Pro-refugee German mayor stabbed in kebab shop

A German politician well known for his pro-refugee policies was stabbed in the neck at a kebab shop Monday evening.

Andreas Hollstein, the mayor of the western German town of Altena, told a news conference on Tuesday that his assailant, who was also a customer, held a foot-long knife to his throat.

“He said: ‘You are leaving me die of thirst while you bring 200 refugees to Altena,'” Hollstein told reporters.

“I pushed the knife away, which didn’t work out too well as I have a cut on my throat. I was very lucky as the two owners of the kebab shop came to help me push the attacker to the ground,” Hollstein said. Police then arrived and arrested the assailant.

The incident comes amid a political crisis in the country following recent elections that paved the way for the far-right Alternative for Germany party to enter Parliament for the first time.

The party campaigned against Chancellor Angela Merkel’s decision two years ago to welcome more than a million refugees from Syria, Iraq and Afghanistan. Talks to form a new coalition government are proving difficult.

In September CNN visited Altena and interviewed Hollstein about the decision to welcome refugees to the town.

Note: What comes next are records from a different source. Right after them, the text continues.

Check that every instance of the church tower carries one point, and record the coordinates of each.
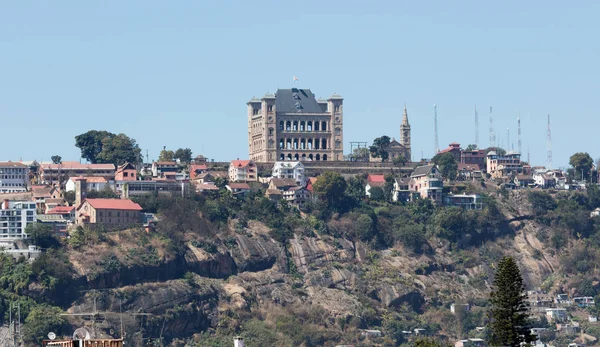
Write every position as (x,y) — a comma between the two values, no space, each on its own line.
(405,135)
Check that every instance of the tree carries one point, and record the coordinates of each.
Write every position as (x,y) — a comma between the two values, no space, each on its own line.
(399,161)
(166,155)
(120,149)
(379,148)
(42,235)
(42,320)
(90,144)
(447,164)
(509,324)
(103,147)
(582,163)
(330,187)
(184,155)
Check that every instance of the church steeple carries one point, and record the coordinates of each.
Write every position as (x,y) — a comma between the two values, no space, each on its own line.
(405,134)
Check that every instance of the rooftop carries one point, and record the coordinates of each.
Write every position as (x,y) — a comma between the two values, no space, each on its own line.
(114,204)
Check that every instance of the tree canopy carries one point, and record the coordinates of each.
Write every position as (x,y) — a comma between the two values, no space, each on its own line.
(509,324)
(379,148)
(103,147)
(582,163)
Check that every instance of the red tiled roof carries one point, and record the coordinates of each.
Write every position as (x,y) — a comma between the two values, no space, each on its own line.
(75,165)
(114,204)
(468,167)
(240,163)
(238,186)
(12,164)
(90,179)
(61,210)
(376,178)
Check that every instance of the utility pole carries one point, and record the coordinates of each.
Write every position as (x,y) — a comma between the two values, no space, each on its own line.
(436,145)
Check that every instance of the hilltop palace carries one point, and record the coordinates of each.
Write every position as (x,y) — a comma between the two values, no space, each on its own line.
(293,125)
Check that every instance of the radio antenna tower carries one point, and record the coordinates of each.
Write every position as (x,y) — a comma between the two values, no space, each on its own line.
(549,146)
(436,144)
(519,134)
(476,128)
(492,135)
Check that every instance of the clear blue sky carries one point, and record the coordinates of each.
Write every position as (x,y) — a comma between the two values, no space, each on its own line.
(178,73)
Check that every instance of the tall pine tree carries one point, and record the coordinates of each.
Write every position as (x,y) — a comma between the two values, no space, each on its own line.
(509,323)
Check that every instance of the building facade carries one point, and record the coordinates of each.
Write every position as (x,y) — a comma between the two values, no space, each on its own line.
(294,170)
(14,218)
(13,177)
(292,125)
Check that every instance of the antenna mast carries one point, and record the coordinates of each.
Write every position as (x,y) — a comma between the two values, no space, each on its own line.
(492,135)
(436,144)
(519,134)
(549,146)
(476,128)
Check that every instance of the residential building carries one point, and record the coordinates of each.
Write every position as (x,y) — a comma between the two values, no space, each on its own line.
(110,212)
(466,201)
(295,170)
(196,170)
(372,182)
(14,177)
(292,125)
(469,172)
(59,173)
(243,171)
(401,190)
(163,168)
(454,149)
(524,181)
(126,172)
(470,343)
(92,183)
(473,157)
(126,189)
(504,166)
(427,182)
(14,218)
(238,188)
(558,314)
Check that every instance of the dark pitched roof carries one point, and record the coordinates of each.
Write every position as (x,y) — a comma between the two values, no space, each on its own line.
(422,170)
(296,101)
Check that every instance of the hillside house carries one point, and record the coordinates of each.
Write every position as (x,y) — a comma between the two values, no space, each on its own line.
(57,173)
(126,172)
(243,171)
(287,169)
(92,183)
(372,182)
(401,189)
(427,182)
(109,212)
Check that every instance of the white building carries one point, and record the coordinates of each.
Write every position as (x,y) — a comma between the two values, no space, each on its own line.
(13,177)
(290,169)
(242,171)
(14,218)
(91,183)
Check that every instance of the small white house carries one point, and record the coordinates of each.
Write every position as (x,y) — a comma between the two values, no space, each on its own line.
(289,169)
(91,183)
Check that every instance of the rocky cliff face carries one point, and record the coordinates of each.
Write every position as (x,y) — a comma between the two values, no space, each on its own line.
(180,293)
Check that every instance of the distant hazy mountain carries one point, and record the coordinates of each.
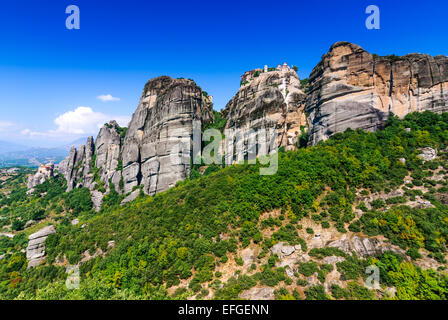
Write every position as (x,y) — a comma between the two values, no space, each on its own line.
(15,155)
(10,147)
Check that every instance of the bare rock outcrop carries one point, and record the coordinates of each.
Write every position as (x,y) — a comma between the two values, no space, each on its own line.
(108,154)
(365,247)
(269,99)
(351,88)
(76,168)
(35,252)
(164,119)
(44,172)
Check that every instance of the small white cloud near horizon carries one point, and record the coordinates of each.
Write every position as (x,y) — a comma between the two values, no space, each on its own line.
(81,121)
(107,97)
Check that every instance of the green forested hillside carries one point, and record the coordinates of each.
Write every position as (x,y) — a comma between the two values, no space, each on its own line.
(189,240)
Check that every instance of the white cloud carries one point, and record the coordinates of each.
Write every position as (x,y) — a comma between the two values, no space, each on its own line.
(81,121)
(107,97)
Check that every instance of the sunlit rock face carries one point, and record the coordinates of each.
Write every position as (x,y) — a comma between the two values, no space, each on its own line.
(351,88)
(164,118)
(269,99)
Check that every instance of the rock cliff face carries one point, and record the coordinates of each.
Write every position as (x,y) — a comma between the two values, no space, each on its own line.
(269,99)
(76,168)
(351,88)
(108,154)
(140,154)
(163,119)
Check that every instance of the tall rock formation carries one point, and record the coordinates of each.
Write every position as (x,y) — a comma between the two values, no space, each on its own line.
(269,99)
(108,154)
(44,172)
(163,119)
(351,88)
(140,154)
(76,168)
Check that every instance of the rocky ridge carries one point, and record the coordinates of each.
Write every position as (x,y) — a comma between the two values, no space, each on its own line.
(139,156)
(351,88)
(269,98)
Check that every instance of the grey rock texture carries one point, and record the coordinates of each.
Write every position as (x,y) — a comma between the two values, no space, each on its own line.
(351,88)
(131,197)
(97,199)
(163,119)
(269,100)
(428,154)
(76,168)
(43,173)
(108,152)
(35,252)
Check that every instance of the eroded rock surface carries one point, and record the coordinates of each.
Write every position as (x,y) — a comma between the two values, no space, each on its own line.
(258,293)
(35,252)
(364,247)
(269,99)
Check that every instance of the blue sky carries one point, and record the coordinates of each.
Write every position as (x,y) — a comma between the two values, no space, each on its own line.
(48,72)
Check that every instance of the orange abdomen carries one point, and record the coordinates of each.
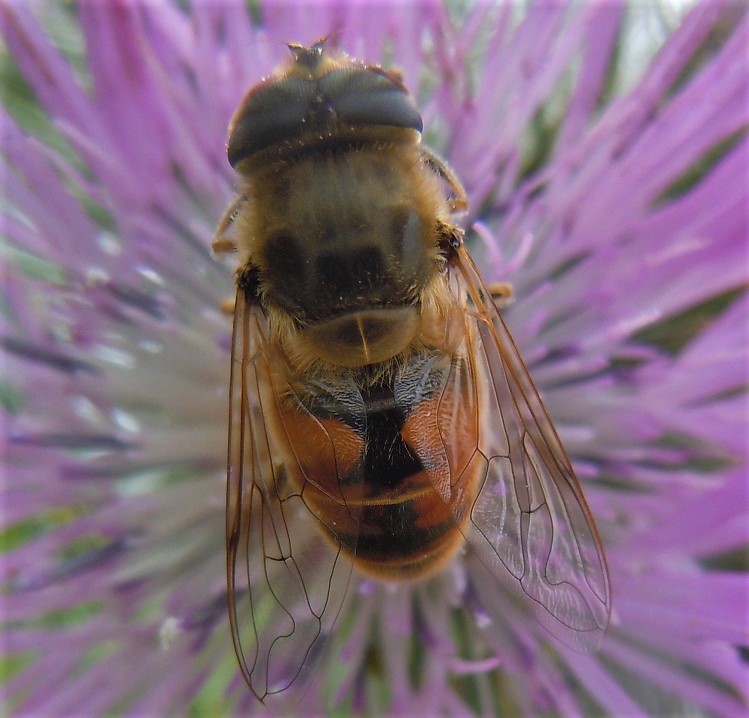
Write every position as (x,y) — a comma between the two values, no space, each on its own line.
(375,495)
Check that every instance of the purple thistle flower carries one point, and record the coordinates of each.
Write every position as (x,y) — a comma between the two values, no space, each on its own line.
(621,222)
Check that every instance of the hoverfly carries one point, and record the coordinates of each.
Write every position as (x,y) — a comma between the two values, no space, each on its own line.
(380,414)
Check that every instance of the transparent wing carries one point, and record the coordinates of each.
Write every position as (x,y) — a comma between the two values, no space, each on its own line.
(287,571)
(529,523)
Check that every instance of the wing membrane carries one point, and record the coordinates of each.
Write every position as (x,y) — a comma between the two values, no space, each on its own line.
(286,577)
(529,524)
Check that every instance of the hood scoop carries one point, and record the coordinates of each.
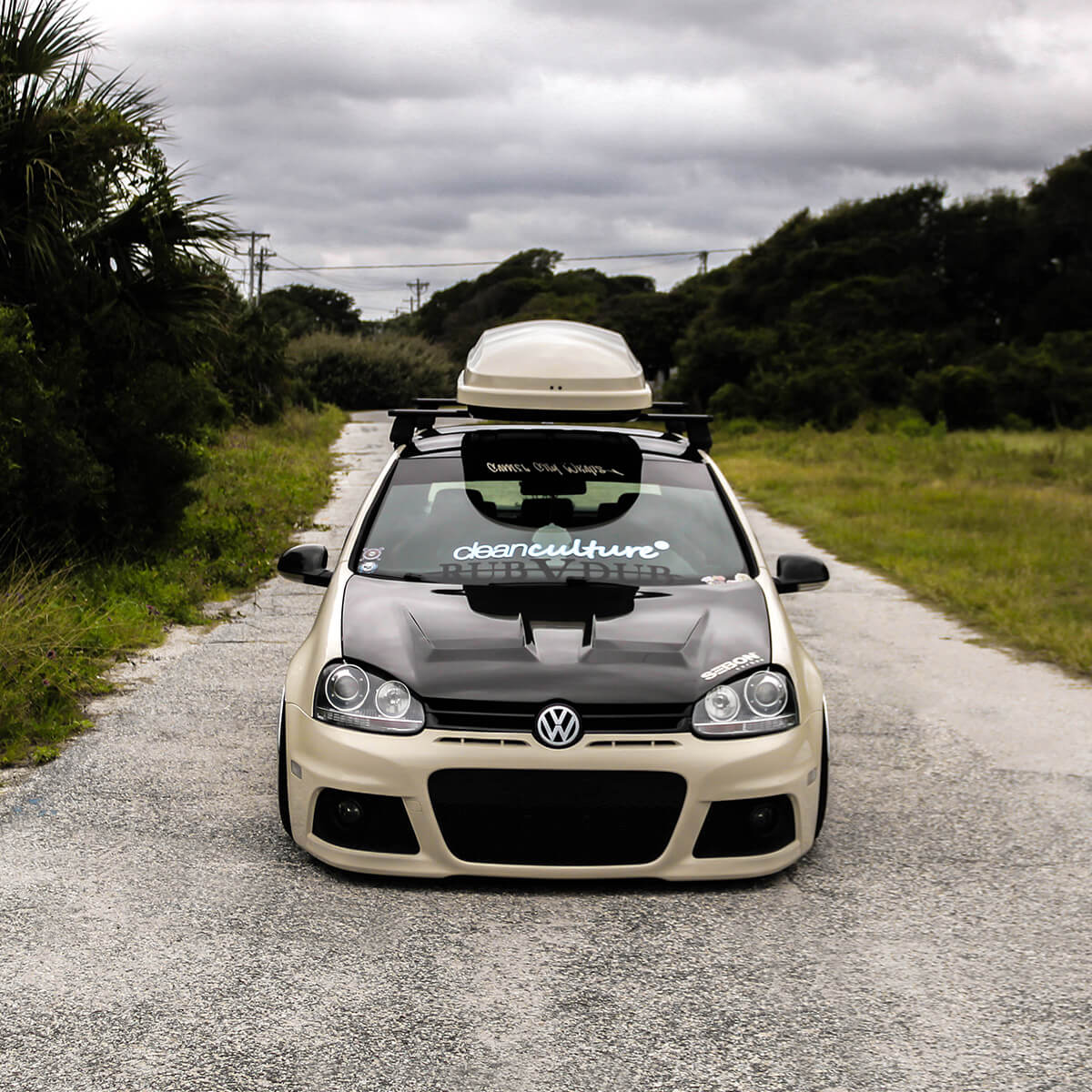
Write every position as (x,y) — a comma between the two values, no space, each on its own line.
(584,642)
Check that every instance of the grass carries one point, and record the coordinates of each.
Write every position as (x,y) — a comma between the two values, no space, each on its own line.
(993,528)
(61,627)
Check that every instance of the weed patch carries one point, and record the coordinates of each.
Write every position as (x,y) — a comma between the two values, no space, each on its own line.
(61,626)
(993,528)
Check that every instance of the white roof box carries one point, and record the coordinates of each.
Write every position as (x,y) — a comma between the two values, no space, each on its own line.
(551,366)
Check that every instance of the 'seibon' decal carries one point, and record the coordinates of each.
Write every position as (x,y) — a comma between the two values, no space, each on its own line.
(747,660)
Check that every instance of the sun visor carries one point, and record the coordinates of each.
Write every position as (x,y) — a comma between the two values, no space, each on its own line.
(571,369)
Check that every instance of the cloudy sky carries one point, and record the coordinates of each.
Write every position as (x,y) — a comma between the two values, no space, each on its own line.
(399,132)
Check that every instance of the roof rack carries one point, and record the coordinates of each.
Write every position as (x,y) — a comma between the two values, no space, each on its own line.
(421,420)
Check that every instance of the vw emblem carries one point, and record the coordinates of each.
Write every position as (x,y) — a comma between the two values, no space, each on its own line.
(558,726)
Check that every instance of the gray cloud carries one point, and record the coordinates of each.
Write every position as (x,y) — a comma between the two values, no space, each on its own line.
(372,131)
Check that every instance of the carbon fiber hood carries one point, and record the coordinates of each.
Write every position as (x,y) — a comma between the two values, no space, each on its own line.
(535,643)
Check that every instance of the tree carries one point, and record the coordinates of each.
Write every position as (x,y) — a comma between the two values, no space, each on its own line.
(117,277)
(306,309)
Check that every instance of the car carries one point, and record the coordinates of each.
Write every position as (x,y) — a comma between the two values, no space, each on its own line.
(552,650)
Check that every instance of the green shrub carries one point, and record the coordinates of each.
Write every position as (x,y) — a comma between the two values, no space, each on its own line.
(374,372)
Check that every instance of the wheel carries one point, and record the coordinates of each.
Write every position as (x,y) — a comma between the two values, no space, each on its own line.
(282,776)
(824,779)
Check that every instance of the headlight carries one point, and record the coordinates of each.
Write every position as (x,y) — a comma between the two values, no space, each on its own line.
(762,703)
(353,698)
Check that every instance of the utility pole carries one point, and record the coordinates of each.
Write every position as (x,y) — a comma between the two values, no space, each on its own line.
(419,287)
(262,267)
(255,236)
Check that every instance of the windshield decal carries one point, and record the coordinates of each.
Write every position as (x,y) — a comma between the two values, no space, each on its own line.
(747,660)
(370,557)
(474,572)
(591,551)
(585,470)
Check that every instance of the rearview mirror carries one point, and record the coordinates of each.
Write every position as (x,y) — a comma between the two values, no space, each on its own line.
(306,563)
(797,572)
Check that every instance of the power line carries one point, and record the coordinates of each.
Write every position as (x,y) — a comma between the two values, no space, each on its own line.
(590,258)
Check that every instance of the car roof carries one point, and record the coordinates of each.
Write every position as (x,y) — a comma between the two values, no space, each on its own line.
(449,440)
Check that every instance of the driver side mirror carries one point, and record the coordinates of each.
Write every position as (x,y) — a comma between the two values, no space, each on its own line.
(797,572)
(306,563)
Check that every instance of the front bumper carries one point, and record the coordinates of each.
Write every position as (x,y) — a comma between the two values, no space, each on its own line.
(703,771)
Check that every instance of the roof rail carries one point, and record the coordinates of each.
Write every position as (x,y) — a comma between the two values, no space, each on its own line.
(421,420)
(409,423)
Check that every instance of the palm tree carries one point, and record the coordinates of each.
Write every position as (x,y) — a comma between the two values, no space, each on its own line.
(85,188)
(109,278)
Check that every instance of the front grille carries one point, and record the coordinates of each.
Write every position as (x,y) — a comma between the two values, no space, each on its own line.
(556,817)
(520,716)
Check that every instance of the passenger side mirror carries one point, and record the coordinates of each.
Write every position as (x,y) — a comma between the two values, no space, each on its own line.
(797,572)
(306,563)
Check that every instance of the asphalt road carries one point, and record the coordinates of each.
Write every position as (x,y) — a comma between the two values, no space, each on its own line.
(159,932)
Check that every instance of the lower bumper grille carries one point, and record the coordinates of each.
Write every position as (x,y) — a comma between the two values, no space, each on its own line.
(746,828)
(555,817)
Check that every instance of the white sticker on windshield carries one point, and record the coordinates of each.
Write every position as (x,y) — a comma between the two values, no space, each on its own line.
(591,551)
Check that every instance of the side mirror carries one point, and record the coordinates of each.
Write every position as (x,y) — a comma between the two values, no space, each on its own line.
(307,563)
(797,572)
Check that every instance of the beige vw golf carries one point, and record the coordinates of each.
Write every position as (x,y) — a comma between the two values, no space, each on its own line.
(552,650)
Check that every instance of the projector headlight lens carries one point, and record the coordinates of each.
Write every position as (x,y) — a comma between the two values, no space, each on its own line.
(353,697)
(759,703)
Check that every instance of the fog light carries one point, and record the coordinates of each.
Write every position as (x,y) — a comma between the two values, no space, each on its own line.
(349,813)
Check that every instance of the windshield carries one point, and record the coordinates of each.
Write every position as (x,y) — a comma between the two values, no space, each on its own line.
(511,508)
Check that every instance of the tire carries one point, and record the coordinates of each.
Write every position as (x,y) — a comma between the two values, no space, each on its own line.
(824,780)
(282,776)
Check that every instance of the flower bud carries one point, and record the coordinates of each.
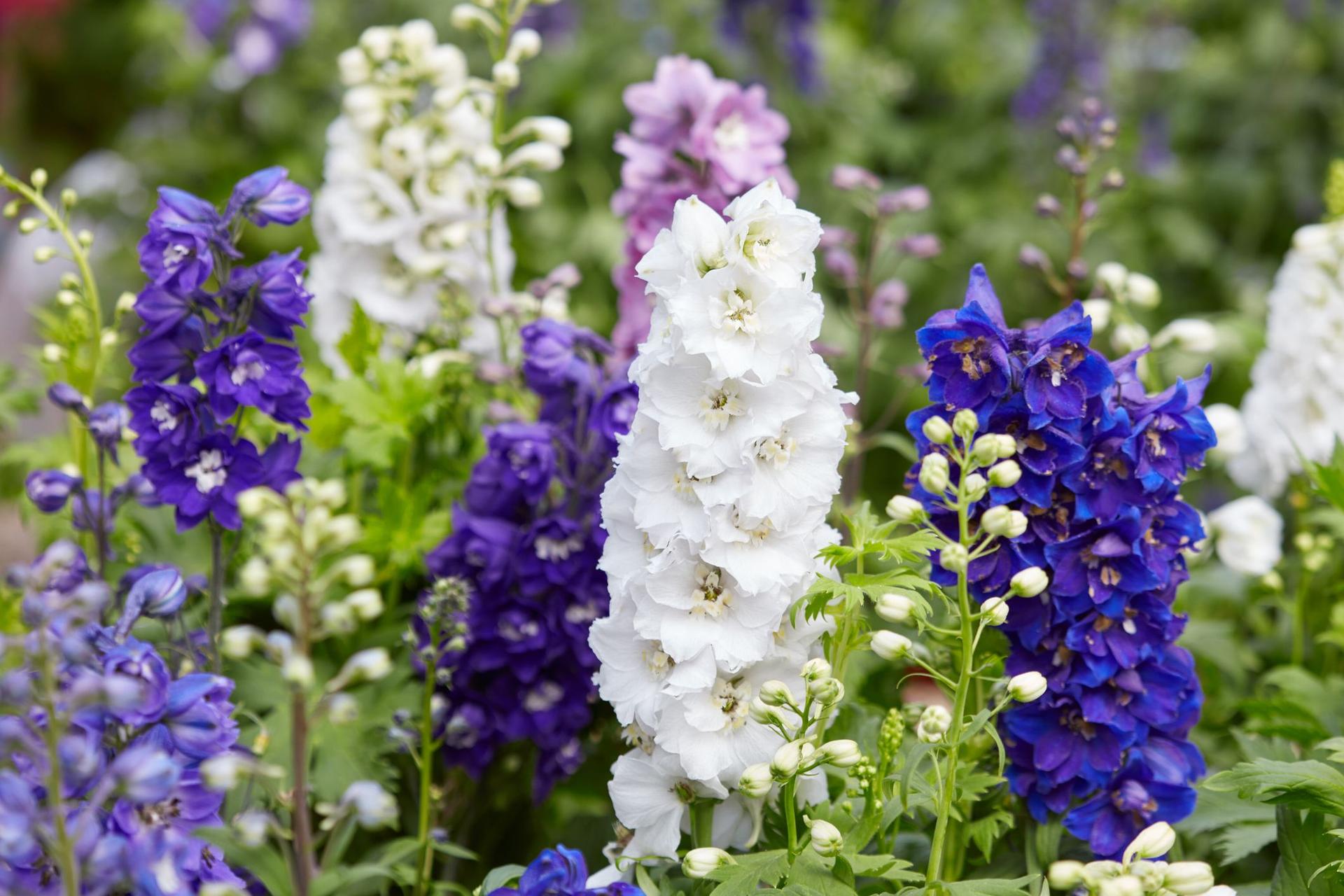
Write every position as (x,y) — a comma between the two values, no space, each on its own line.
(904,508)
(825,839)
(1151,843)
(955,558)
(1121,886)
(933,473)
(937,430)
(1027,687)
(965,424)
(841,754)
(1189,879)
(787,760)
(895,608)
(776,694)
(702,860)
(1030,582)
(890,645)
(1065,875)
(756,780)
(1004,475)
(816,668)
(995,610)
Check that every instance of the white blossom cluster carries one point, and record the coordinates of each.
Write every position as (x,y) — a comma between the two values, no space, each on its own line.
(717,512)
(1296,403)
(410,216)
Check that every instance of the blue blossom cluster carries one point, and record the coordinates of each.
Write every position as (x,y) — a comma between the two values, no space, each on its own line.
(1101,468)
(102,745)
(232,327)
(562,872)
(526,545)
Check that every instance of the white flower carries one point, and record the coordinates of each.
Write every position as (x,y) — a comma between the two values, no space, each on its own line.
(1247,535)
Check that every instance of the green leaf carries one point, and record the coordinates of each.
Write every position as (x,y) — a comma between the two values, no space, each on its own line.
(748,872)
(1304,846)
(264,862)
(1301,785)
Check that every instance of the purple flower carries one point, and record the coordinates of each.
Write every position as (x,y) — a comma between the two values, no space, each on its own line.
(207,479)
(269,197)
(50,489)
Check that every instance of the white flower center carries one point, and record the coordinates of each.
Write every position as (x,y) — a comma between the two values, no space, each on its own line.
(710,598)
(248,371)
(163,416)
(733,133)
(209,470)
(721,406)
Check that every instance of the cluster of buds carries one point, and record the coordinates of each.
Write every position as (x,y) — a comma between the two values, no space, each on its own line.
(1139,872)
(802,729)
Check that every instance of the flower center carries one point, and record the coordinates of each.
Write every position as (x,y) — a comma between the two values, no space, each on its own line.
(209,470)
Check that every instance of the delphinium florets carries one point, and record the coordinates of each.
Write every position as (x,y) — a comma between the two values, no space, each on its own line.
(692,134)
(1097,476)
(524,547)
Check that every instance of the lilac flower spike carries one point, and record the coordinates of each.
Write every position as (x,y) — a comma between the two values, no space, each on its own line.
(1101,468)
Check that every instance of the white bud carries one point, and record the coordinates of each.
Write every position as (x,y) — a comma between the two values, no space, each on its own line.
(955,558)
(1151,843)
(841,754)
(815,668)
(895,608)
(522,192)
(1065,875)
(904,508)
(1027,687)
(933,473)
(1189,879)
(890,645)
(995,610)
(1142,290)
(756,780)
(825,839)
(937,430)
(702,860)
(1004,475)
(366,603)
(1030,582)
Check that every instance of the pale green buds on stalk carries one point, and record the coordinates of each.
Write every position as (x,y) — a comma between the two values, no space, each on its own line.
(1065,875)
(995,610)
(955,558)
(776,694)
(841,754)
(965,424)
(1003,522)
(825,839)
(890,645)
(895,608)
(1027,687)
(702,860)
(933,724)
(1189,879)
(1151,843)
(1004,475)
(756,780)
(937,430)
(1030,582)
(904,508)
(933,473)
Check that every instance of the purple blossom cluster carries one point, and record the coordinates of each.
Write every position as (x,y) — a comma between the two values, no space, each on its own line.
(258,31)
(102,743)
(526,543)
(232,327)
(1101,469)
(692,134)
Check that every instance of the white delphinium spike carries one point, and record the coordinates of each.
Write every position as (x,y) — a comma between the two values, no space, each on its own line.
(717,512)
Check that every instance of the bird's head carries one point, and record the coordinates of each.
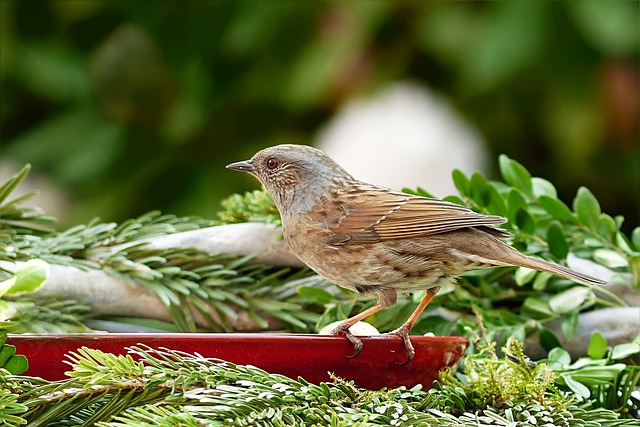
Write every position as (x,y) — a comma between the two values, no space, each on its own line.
(295,175)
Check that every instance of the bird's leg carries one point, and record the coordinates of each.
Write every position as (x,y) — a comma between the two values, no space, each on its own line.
(343,328)
(403,331)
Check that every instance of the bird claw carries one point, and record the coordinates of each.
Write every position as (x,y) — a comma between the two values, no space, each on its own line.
(357,342)
(403,333)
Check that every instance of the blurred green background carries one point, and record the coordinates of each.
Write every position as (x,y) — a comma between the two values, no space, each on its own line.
(129,106)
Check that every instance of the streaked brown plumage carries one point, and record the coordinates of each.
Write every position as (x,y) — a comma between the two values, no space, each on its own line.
(371,239)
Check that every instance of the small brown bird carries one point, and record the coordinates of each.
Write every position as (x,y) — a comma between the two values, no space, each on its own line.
(370,239)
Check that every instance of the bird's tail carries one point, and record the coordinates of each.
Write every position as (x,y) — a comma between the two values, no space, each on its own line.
(541,265)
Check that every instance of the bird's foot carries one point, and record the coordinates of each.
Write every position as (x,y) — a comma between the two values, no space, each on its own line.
(343,329)
(403,332)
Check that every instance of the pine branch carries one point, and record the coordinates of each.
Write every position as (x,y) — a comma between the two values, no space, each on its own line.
(160,387)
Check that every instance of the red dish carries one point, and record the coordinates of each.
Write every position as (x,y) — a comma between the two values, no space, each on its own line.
(308,356)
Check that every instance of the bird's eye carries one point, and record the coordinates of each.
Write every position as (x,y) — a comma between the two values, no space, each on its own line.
(273,163)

Merkel called Hollstein, who is a member of her Christian Democratic Union party, to wish him a speedy recovery, according to her spokesman Steffen Seibert.

German police said the 56-year-old attacker, identified only as Werner S., had been drinking.

He was known to authorities because of a minor violent assault in 2013 and also a traffic incident, but so far no connections to the organized far-right have been established, police said.

Hollstein blamed the attack on hate propaganda circulating on social media. “The handling of the subject of refugees is getting tougher and more ruthless, if they ask me about it, I see this as a decline in values in our society,” he said.

“I think that the poison that people spread on social media or other platforms enters into simple minds; as such, I would also designate the culprit. I have no hatred for these people. For me he has been a tool for others.”

It is not the first time the small steel town has witnessed refugee-related violence.

When Altena was deciding whether or not to accept additional refugees, a young man hurled a firebomb into the home of a Syrian family, damaging the dwelling and sending its inhabitants to the hospital for smoke inhalation.

Henriette Reker, the current mayor of Cologne, who was also stabbed two years ago for pro-refugee policies and suffered life-threatening injuries, issued a statement in support of Hollstein.

“Such an attack changes your life, but it must not change our behavior and commitment,” she said.

“We have to continue addressing our tasks with openness and strength. Hate and violence are not solutions — they are the problem.”